Next: The Golden Book through to A New Beginning

Wednesday, March 3, 2010

Stripping Down... Blake's 7 (iii)


Issue: XV

Writer: Ken Armstrong

Art: Mick Austin

Scorpio is suddenly holed by the wreckage of another spacecraft. When Avon and Vila space walk outside to assess the damage, a meteorite storm knocks them into the void. Putting on a spacesuit, Dayna teleports after them with two bracelets. However, Vila is unable to grab his bracelet and helplessly drifts into the gravity well of a nearby planet as Avon and Dayna are teleported back inside Scorpio. Avon has Tarrant fly Scorpio above the atmosphere while Avon dangles on an 'astrocord', snatching Vila to safety at the last moment.

The crew are wearing their "first half" uniforms this week, putting this pre-Assassin. There are at least three bulky spacesuits aboard Scorpio (which aren't the usual Flash Gordon-style rescue suits from the TV series). There appears to be a viewing platform underneath Scorpio's antennae. Teleportation requires a fix on the person being transported, which is very difficult in space (the bracelets appear to be no help with this). The crew lose a teleport bracelet in this story.

Vila loathes wearing a space suit, and gets another three-way cuddle from Dayna and Soolin when he's safe. He really is more popular than he thinks, Dayna even thinks it's "great" to have him back.

Objects that are exposed to rantogen-charged particles can absorb radar waves and thus become undetectable. There are rantogen-charged meteorite storms to be found in Star Systen Cryno Callus in the fifteenth sector, along with at least three planets.


Soolin: We can't stand by and watch Vila die!
Dayna: Surely the life of a friend is worth the risk?
Avon: I have no friends.

Vila: Avon, I thought...
Avon: Don't think, Vila, it only complicates things.

Vila: Avon risked his life for me, I owe him a lot!
Avon: You "owe me" the price of a bracelet. Next time, catch it!

A thin story by any standards, this seems to be an attempt to do a happy-ending version of Orbit where Avon saves Vila instead of trying to kill him. Mick Austin is clearly not having much fun on the artwork, and all the space-walking scenes are drawn with more detail than the confusing indoor scenes where word balloons go to the wrong people. Ultimately, it relies on the whacking great plothole of Avon and Vila not thinking to wear their teleport bracelets in a hazardous situation, which is just ridiculous.

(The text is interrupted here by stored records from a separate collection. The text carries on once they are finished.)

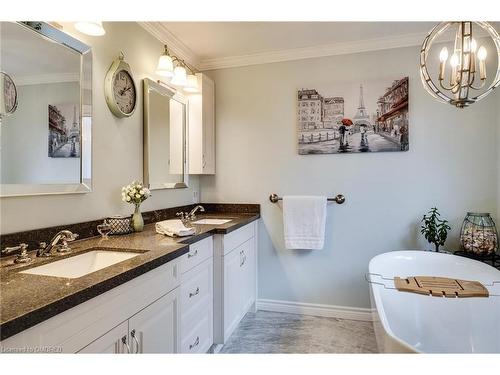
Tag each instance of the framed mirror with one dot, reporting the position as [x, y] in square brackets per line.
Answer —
[46, 141]
[165, 142]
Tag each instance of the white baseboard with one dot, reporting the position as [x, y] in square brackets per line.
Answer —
[331, 311]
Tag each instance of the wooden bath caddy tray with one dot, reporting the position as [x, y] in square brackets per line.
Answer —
[441, 286]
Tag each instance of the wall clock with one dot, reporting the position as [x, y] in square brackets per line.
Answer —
[9, 95]
[119, 88]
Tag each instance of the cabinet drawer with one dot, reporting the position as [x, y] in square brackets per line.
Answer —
[236, 238]
[198, 252]
[196, 285]
[75, 328]
[198, 340]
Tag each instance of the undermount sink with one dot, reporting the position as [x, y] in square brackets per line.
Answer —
[211, 221]
[81, 265]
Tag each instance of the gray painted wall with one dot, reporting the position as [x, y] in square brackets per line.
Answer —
[117, 143]
[452, 164]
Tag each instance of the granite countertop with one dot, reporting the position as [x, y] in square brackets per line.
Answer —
[26, 300]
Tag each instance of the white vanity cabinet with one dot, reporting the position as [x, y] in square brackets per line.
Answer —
[147, 307]
[201, 121]
[113, 342]
[196, 298]
[234, 279]
[152, 330]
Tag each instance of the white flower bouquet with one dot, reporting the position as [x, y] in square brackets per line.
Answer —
[135, 193]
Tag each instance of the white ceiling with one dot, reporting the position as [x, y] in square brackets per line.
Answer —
[210, 40]
[213, 45]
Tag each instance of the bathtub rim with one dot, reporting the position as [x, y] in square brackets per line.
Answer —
[376, 298]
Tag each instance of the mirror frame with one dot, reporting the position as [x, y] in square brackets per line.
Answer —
[150, 85]
[53, 34]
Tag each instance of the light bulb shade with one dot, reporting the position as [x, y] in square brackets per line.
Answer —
[93, 28]
[461, 92]
[443, 55]
[165, 66]
[180, 77]
[473, 45]
[192, 84]
[482, 53]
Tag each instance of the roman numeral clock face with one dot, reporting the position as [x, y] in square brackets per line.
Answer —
[119, 88]
[124, 92]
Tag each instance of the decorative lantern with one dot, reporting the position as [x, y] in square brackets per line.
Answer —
[479, 234]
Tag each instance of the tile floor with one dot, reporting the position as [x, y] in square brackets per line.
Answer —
[273, 332]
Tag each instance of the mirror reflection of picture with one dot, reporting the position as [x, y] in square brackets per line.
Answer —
[354, 117]
[64, 131]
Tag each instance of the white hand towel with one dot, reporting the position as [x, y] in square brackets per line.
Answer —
[304, 219]
[173, 228]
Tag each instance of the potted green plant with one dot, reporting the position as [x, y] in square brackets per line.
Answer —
[435, 229]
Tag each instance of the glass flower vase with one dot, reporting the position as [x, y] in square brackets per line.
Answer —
[137, 220]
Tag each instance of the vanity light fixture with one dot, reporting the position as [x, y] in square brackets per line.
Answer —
[93, 28]
[165, 66]
[172, 67]
[467, 64]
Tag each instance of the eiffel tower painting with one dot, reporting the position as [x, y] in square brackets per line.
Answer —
[346, 118]
[361, 117]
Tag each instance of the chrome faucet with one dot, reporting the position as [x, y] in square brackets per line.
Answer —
[64, 236]
[191, 215]
[187, 217]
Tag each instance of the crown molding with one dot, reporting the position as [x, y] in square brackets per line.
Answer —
[175, 45]
[159, 31]
[40, 79]
[341, 48]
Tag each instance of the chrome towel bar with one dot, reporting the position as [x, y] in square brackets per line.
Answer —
[339, 198]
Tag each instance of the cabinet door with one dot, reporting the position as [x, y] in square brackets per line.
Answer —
[115, 341]
[248, 275]
[208, 98]
[156, 328]
[233, 297]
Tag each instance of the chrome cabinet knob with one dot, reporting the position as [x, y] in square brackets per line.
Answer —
[195, 344]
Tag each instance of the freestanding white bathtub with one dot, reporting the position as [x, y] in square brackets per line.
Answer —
[408, 322]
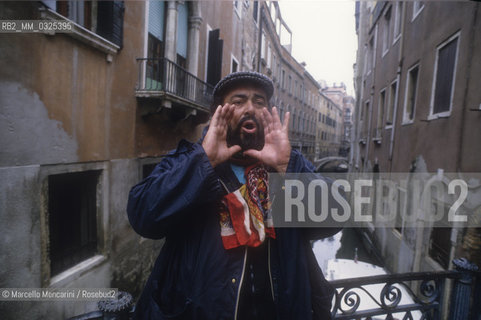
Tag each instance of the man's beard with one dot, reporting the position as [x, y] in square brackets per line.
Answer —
[244, 140]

Kind of like the start of Stardrive before it all went downhill.


Issue: XVI

Writer: Paul Neary

Art: Phil Gascoine

The Federation construct a planet-sized computer called Federac. Using Slave to distract Federac's defense ships, Avon has Scorpio open fire on Federac, reducing it to scrap metal. However, the sentience of the computer survives in its remaining debris. A shard of Federac holes Scorpio, and when Avon and Vila remove it, the fragment is able to leave a post-hypnotic suggestion in their minds to return to the solar system in six months when the sentience of Federac has regained its strength.

Unaware they are being controlled, Avon and Vila return in Scorpio half a year later and go on a spacewalk, when the debris attack. Dayna is able to save Avon while Vila is knocked into planet fall. Federac removes its conditioning so Vila understands his fate, but Avon's conditioning is also undone. Thinking quickly, Avon broadcasts a message in computer language to Federac - "You are feeling sleepy" - over and over again until the sentience itself is hypnotized and they are free to rescue Vila.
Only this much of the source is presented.